His brother did not want him to become a priest; neither did his father who was a rich prince in Poland. To avoid their opposition he fled from Vienna and walked all the way to Rome. The head of the Jesuits, St. Francis Borgia, told the saintly boy that he could become a novice. That meant he could begin to learn how to be a Jesuit.

When his father found out that Stanislaus had joined the Jesuits, he threatened to put every Jesuit priest out of the Kingdom of Poland unless his son came back. But St. Stanislaus wrote his father: God and His Blessed Mother told me to do this. I will pray for you and the family all my life, and that is far better than becoming a prince of Poland“.
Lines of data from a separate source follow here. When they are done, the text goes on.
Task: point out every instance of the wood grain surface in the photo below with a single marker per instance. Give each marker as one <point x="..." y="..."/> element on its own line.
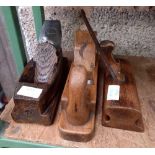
<point x="144" y="72"/>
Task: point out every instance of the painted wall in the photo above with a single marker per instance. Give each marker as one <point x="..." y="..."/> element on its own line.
<point x="131" y="28"/>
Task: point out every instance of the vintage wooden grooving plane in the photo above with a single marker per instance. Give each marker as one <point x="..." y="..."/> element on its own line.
<point x="40" y="86"/>
<point x="78" y="101"/>
<point x="121" y="106"/>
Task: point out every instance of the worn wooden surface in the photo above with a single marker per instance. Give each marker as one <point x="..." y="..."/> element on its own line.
<point x="144" y="69"/>
<point x="124" y="113"/>
<point x="77" y="121"/>
<point x="43" y="109"/>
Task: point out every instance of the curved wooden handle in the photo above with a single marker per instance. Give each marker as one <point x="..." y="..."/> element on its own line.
<point x="107" y="47"/>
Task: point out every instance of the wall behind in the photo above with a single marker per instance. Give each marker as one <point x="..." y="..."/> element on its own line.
<point x="131" y="28"/>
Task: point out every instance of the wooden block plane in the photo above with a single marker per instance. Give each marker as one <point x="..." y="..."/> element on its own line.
<point x="40" y="86"/>
<point x="121" y="107"/>
<point x="78" y="101"/>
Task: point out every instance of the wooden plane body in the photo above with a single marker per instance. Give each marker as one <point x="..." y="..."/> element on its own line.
<point x="40" y="110"/>
<point x="78" y="101"/>
<point x="121" y="106"/>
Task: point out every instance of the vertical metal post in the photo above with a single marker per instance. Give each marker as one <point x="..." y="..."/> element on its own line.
<point x="14" y="36"/>
<point x="38" y="14"/>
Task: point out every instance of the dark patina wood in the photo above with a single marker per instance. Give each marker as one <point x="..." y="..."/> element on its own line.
<point x="78" y="101"/>
<point x="41" y="110"/>
<point x="124" y="113"/>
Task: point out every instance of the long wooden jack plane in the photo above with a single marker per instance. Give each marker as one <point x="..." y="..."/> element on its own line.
<point x="78" y="101"/>
<point x="40" y="86"/>
<point x="121" y="106"/>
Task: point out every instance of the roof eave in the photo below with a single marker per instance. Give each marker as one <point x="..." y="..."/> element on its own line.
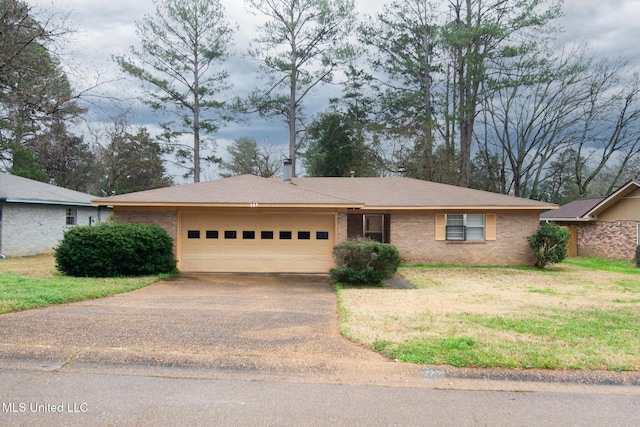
<point x="566" y="219"/>
<point x="46" y="202"/>
<point x="251" y="205"/>
<point x="612" y="198"/>
<point x="459" y="207"/>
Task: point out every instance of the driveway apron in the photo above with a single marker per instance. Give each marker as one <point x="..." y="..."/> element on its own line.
<point x="191" y="319"/>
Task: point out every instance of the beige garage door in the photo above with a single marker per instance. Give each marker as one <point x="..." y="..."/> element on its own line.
<point x="293" y="243"/>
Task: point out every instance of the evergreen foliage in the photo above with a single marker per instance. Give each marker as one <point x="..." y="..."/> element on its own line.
<point x="365" y="262"/>
<point x="549" y="244"/>
<point x="115" y="249"/>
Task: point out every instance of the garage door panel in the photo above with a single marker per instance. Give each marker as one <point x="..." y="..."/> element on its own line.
<point x="256" y="254"/>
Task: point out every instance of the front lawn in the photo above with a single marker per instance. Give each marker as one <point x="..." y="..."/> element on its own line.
<point x="29" y="282"/>
<point x="581" y="314"/>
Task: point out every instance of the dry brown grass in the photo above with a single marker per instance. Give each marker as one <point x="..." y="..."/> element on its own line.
<point x="445" y="297"/>
<point x="43" y="266"/>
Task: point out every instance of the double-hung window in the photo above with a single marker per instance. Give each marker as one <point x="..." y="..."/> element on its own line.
<point x="465" y="227"/>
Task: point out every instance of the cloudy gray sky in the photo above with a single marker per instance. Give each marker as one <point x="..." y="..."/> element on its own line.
<point x="106" y="28"/>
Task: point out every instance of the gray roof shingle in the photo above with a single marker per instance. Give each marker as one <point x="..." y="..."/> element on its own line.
<point x="16" y="189"/>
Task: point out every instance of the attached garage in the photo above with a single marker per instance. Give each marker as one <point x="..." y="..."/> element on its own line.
<point x="248" y="224"/>
<point x="257" y="243"/>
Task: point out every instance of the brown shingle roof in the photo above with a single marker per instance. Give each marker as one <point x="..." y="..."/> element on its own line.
<point x="236" y="190"/>
<point x="408" y="192"/>
<point x="573" y="210"/>
<point x="343" y="192"/>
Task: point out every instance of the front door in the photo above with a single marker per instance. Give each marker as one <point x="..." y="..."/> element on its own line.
<point x="374" y="227"/>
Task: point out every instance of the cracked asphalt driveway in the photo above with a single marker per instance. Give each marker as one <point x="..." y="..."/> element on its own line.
<point x="188" y="320"/>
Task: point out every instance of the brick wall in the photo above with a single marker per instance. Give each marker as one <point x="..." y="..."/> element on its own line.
<point x="414" y="236"/>
<point x="166" y="219"/>
<point x="610" y="240"/>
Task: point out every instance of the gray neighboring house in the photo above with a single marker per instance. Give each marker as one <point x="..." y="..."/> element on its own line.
<point x="35" y="215"/>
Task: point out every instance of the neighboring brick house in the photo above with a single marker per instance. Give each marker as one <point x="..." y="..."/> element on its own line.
<point x="251" y="224"/>
<point x="605" y="227"/>
<point x="35" y="215"/>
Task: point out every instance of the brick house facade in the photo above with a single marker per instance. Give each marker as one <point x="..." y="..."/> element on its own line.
<point x="254" y="224"/>
<point x="605" y="227"/>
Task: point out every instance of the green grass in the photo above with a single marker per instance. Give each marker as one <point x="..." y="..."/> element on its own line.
<point x="559" y="339"/>
<point x="18" y="292"/>
<point x="615" y="266"/>
<point x="584" y="320"/>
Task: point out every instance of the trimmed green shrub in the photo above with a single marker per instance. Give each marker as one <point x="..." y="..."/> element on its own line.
<point x="364" y="261"/>
<point x="115" y="249"/>
<point x="549" y="244"/>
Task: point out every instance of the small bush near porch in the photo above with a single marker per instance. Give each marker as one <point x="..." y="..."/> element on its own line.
<point x="580" y="314"/>
<point x="364" y="262"/>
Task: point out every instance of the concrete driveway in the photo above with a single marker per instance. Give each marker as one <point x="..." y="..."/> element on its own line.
<point x="226" y="323"/>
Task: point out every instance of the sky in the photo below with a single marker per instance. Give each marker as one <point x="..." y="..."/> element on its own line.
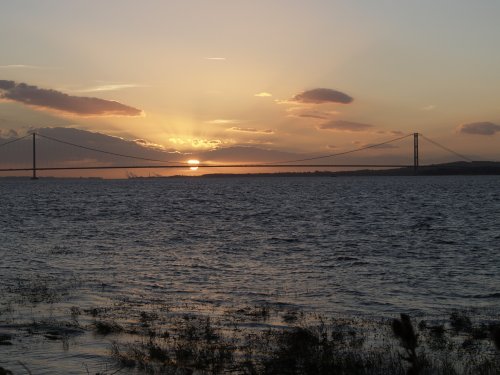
<point x="275" y="78"/>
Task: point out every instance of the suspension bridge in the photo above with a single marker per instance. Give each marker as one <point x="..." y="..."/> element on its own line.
<point x="310" y="162"/>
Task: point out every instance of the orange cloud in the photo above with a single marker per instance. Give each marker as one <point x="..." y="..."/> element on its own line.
<point x="58" y="101"/>
<point x="251" y="130"/>
<point x="348" y="126"/>
<point x="322" y="95"/>
<point x="481" y="128"/>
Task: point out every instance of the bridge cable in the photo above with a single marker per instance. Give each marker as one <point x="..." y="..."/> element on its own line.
<point x="14" y="140"/>
<point x="109" y="152"/>
<point x="446" y="148"/>
<point x="339" y="153"/>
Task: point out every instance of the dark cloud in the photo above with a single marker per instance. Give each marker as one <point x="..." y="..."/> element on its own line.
<point x="319" y="96"/>
<point x="55" y="100"/>
<point x="482" y="128"/>
<point x="347" y="126"/>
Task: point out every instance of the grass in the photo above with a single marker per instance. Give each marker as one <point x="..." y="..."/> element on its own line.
<point x="267" y="340"/>
<point x="337" y="346"/>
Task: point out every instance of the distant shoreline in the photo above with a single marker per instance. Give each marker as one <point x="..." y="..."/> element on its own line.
<point x="474" y="168"/>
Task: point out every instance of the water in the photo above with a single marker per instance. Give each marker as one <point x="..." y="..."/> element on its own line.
<point x="374" y="246"/>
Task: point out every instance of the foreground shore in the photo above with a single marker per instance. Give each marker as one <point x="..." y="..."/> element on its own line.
<point x="265" y="339"/>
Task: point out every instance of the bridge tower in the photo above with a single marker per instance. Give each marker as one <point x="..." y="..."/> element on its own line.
<point x="34" y="177"/>
<point x="415" y="152"/>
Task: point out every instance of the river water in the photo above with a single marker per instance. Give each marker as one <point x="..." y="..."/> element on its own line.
<point x="373" y="246"/>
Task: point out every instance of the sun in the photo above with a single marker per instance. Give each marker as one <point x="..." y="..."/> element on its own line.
<point x="194" y="164"/>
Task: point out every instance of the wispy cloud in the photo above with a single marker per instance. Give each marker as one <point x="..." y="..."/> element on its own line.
<point x="345" y="126"/>
<point x="429" y="107"/>
<point x="480" y="128"/>
<point x="110" y="87"/>
<point x="23" y="66"/>
<point x="390" y="132"/>
<point x="251" y="130"/>
<point x="263" y="94"/>
<point x="322" y="95"/>
<point x="57" y="101"/>
<point x="196" y="142"/>
<point x="318" y="115"/>
<point x="221" y="121"/>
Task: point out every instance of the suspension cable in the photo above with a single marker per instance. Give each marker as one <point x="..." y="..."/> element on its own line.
<point x="108" y="152"/>
<point x="14" y="140"/>
<point x="339" y="153"/>
<point x="446" y="148"/>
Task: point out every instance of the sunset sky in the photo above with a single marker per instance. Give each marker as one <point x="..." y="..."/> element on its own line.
<point x="291" y="77"/>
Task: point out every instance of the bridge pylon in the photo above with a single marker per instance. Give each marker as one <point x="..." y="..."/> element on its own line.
<point x="34" y="177"/>
<point x="415" y="152"/>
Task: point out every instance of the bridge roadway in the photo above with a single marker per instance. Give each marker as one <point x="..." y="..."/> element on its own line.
<point x="183" y="166"/>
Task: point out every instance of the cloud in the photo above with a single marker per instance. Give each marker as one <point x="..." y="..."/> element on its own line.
<point x="22" y="66"/>
<point x="319" y="115"/>
<point x="385" y="146"/>
<point x="347" y="126"/>
<point x="65" y="155"/>
<point x="58" y="101"/>
<point x="110" y="87"/>
<point x="482" y="128"/>
<point x="429" y="107"/>
<point x="321" y="95"/>
<point x="196" y="143"/>
<point x="221" y="121"/>
<point x="391" y="132"/>
<point x="251" y="130"/>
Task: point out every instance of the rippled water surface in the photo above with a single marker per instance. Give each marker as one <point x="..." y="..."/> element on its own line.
<point x="371" y="246"/>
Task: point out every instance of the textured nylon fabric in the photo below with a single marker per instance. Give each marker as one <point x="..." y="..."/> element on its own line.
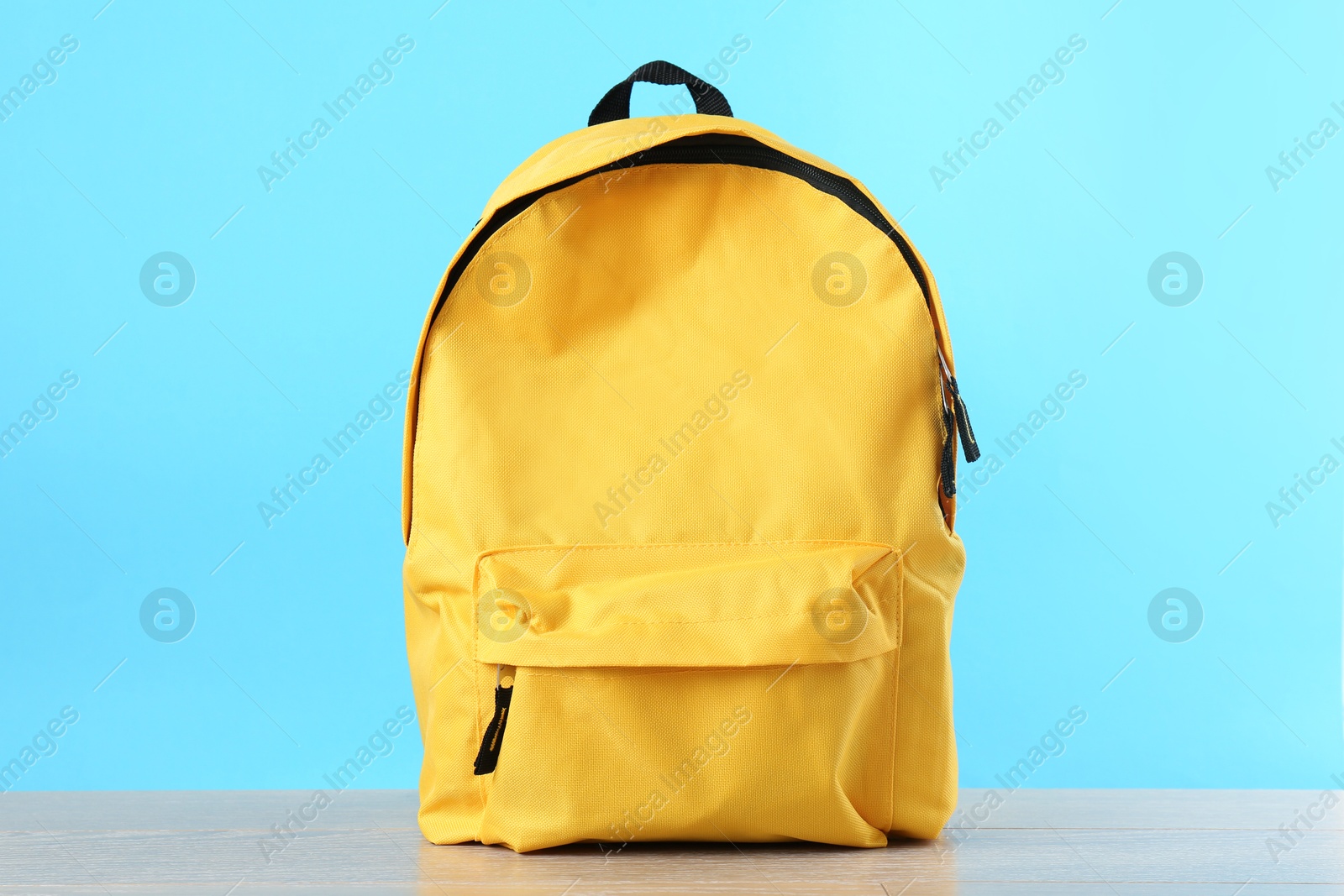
<point x="689" y="501"/>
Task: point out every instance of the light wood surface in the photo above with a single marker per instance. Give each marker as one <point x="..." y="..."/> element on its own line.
<point x="1189" y="842"/>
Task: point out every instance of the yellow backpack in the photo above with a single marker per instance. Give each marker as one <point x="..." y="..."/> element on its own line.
<point x="678" y="501"/>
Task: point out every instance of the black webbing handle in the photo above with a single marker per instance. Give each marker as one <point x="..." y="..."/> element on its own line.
<point x="616" y="103"/>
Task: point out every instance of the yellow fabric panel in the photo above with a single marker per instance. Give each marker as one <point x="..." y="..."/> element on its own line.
<point x="642" y="432"/>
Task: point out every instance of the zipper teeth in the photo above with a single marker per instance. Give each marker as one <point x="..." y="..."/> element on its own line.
<point x="727" y="154"/>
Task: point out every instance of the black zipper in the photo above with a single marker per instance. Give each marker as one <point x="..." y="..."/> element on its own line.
<point x="736" y="149"/>
<point x="488" y="757"/>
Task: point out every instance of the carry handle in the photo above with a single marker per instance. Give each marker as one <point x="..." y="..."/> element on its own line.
<point x="616" y="103"/>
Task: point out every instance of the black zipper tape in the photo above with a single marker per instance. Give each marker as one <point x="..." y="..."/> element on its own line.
<point x="490" y="754"/>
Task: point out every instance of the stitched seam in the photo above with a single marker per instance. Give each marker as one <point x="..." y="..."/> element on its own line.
<point x="543" y="672"/>
<point x="551" y="548"/>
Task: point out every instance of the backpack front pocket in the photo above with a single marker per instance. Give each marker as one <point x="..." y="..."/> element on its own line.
<point x="741" y="692"/>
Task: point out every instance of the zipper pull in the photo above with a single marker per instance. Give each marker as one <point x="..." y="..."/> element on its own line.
<point x="968" y="436"/>
<point x="949" y="453"/>
<point x="490" y="754"/>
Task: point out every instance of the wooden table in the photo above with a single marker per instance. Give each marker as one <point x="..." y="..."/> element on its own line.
<point x="1039" y="841"/>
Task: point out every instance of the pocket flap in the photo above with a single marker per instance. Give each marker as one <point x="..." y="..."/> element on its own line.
<point x="687" y="605"/>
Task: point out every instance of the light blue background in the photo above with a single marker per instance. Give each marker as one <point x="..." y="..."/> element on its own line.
<point x="309" y="300"/>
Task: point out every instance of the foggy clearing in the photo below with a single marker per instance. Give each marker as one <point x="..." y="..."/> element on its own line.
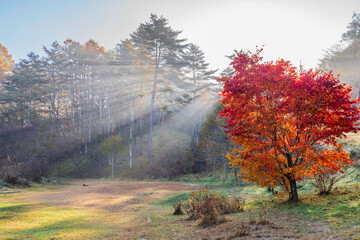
<point x="179" y="120"/>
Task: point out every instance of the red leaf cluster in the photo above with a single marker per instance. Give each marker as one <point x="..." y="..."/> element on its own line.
<point x="285" y="122"/>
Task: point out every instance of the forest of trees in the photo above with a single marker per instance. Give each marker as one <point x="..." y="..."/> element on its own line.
<point x="71" y="109"/>
<point x="146" y="108"/>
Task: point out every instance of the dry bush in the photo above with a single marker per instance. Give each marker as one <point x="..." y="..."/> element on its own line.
<point x="325" y="181"/>
<point x="241" y="231"/>
<point x="208" y="206"/>
<point x="178" y="208"/>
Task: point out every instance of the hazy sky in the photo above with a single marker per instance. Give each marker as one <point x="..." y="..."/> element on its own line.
<point x="289" y="29"/>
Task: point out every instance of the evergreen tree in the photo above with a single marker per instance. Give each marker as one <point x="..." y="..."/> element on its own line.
<point x="163" y="45"/>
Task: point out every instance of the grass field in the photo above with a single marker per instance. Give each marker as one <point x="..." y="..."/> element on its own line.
<point x="143" y="210"/>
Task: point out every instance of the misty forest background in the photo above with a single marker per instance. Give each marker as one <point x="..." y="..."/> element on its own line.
<point x="145" y="109"/>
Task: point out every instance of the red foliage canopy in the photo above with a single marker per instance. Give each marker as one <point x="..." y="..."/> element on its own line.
<point x="285" y="123"/>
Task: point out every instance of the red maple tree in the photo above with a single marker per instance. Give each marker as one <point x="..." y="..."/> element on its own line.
<point x="285" y="122"/>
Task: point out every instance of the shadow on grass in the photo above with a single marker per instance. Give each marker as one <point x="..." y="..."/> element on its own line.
<point x="8" y="210"/>
<point x="79" y="226"/>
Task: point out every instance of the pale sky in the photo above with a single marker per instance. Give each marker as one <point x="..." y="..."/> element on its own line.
<point x="289" y="29"/>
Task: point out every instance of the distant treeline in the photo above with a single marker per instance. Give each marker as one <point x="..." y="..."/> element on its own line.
<point x="57" y="110"/>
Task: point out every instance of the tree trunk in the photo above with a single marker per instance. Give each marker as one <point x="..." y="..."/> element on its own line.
<point x="131" y="129"/>
<point x="213" y="170"/>
<point x="293" y="196"/>
<point x="149" y="150"/>
<point x="140" y="151"/>
<point x="112" y="167"/>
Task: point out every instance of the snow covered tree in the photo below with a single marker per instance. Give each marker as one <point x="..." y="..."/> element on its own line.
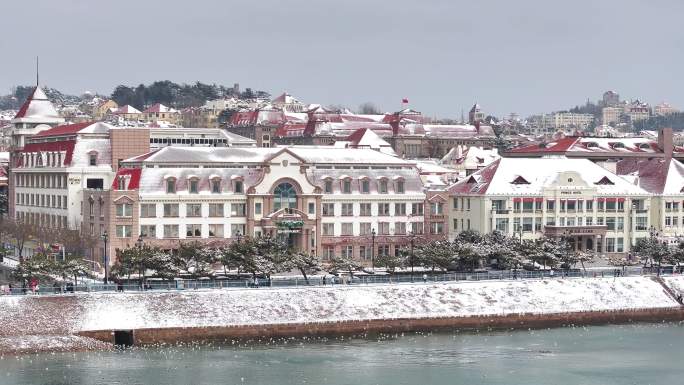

He was just seventeen when he joined the Jesuits. He lived with them for ten short months marked by a rare piety and obedience and devotion to our Sacramental Lord and our Blessed Mother. Although in the best of health he predicted the day of his death: “How gloriously the saints in heaven must celebrate our Lady’s Assumption. When they celebrate it this year, I shall be with them”. Two days before the Feast of the Assumption he fell sick. He asked for Holy Communion and Extreme Unction. On her Feast Day, Mary came to take him to Heaven. It was the 15th of August, 1568.

You will notice that in the stained glass window St. Stanislaus is holding a lily in his right hand – the emblem of purity and the Infant Saviour in his left, Whom he had received from the hands of our Lady. The chalice at his feet refers to the Holy Communion which the sick youth miraculously received from the hands of the angels. The book and oil lamp represents his love of divine Truth – which brings light to the mind.

St. Stanislaus, whose relic lies in the Main Altar, teaches us in every trial of life to pray to the Mother of God, and to trust without fear in her aid. And like Saint Tarcissus, he teaches us to love the Blessed Sacrament.